Schwarz und Grau: Erneuerung, Mysterium, Tod & Verlassenheit 
Weiß: Reinheit, Licht & Leere 
Rot: Liebe, Kraft, Leidenschaft, Mut & Wut 
Blau: Frieden, Gelassenheit, Entspannung, Langeweile, Lähmung 
Gelb: Heiterkeit, Erleuchtung, Weisheit, Angst & Selbstüberschätzung 
Grün: Natur, Wachstum, Hoffnung, Macht, Ehrgeiz & Unehrlichkeit 
Violett: Inspiration, Spiritualität, Magie, Melancholie, Ehrgeiz & Leid 

Bedeutung von Zahlen

Als ein weiterer Teil der Geometrie lassen sich Zahlen ebenfalls in Mandala Tattoos wiederfinden: 

  • Die Zahl Eins kann für Gott, das menschliche Individuum selbst oder für den Anfang und Ursprung stehen 
  • Ruhe, Vitalität, Antrieb und Selbsterkenntnis wird in der Drei wiedergefunden 
  • Die Zahl Fünf kann für die innere Mitte und für Liebe stehen sowie für Ying und Yang 
  • Für Gleichgewicht, Harmonie und Wiedergeburt ist die Acht repräsentativ.

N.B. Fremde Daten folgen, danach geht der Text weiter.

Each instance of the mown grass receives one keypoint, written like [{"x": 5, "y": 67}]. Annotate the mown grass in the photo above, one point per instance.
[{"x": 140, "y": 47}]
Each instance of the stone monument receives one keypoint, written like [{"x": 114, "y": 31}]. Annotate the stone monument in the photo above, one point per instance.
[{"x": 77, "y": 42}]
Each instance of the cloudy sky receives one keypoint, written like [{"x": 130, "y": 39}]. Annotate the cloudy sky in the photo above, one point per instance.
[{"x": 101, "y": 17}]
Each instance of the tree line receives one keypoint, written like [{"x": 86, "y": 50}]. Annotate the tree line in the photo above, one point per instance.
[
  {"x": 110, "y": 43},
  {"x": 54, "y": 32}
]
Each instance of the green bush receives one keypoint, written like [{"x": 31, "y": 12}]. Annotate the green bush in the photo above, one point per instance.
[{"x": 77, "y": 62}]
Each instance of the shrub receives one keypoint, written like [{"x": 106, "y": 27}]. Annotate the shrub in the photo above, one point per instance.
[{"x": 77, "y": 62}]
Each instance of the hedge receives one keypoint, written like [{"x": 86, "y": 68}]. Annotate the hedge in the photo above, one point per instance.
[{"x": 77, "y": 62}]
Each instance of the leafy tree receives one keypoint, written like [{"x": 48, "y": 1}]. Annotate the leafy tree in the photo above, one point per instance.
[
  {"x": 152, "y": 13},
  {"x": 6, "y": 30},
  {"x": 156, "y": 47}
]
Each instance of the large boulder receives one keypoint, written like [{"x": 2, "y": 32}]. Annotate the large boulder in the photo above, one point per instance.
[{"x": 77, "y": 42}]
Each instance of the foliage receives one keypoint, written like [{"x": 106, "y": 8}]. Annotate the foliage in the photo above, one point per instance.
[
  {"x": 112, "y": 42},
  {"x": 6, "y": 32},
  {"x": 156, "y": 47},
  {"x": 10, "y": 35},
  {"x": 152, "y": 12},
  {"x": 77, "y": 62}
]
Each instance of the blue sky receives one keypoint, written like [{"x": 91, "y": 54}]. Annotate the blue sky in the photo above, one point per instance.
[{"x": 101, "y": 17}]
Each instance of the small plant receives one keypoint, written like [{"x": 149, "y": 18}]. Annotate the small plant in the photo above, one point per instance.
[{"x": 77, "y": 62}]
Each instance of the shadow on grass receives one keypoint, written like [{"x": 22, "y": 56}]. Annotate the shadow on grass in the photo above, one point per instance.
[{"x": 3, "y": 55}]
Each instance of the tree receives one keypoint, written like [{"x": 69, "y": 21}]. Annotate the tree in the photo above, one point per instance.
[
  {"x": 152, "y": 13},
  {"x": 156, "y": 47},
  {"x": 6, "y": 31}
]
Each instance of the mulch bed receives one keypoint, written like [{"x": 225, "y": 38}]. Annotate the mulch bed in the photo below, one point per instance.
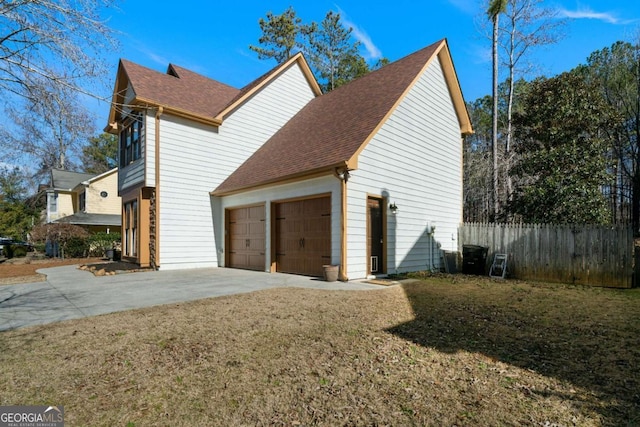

Am bekanntesten ist sie aber wohl als Symbol für Unendlichkeit 
  • Als Symbol für Chaos, Übergang und Konflikte wird die Elf genutzt 

Mandala Motiv: die Lotus Blume

Lots Tattoo auf dem Unterarm
Quelle: Instagram @lyia_tattoo

Besonders beliebt sind bei Frauen Blumen und Blüten Mandalas. Hier ist wohl die „Blume des Lebens“ das bekannteste Motiv, welches aus insgesamt 19 Kreisen ein Gesamtbild ergibt. Da auch Blumen eine gewisse Symmetrie ausstrahlen, eignen sie sich besonders gut für Mandala Designs. Zur Inspiration wird hier deshalb häufig auf die Lotus Blume zurückgegriffen, welche als ein Symbol für Reinheit und Treue gilt. Im Buddhismus steht sie für den Weg vom Menschlichen zum Göttlichen.

Moderne Interpretation

Heute funktionieren die Mandala Tätowierungen losgelöst von ihren ursprünglichen religiösen Bedeutungen und sind weniger damit verbunden. An Stelle dessen dienen sie meist rein ästhetischer Körperkunst mit dekorativem Charakter.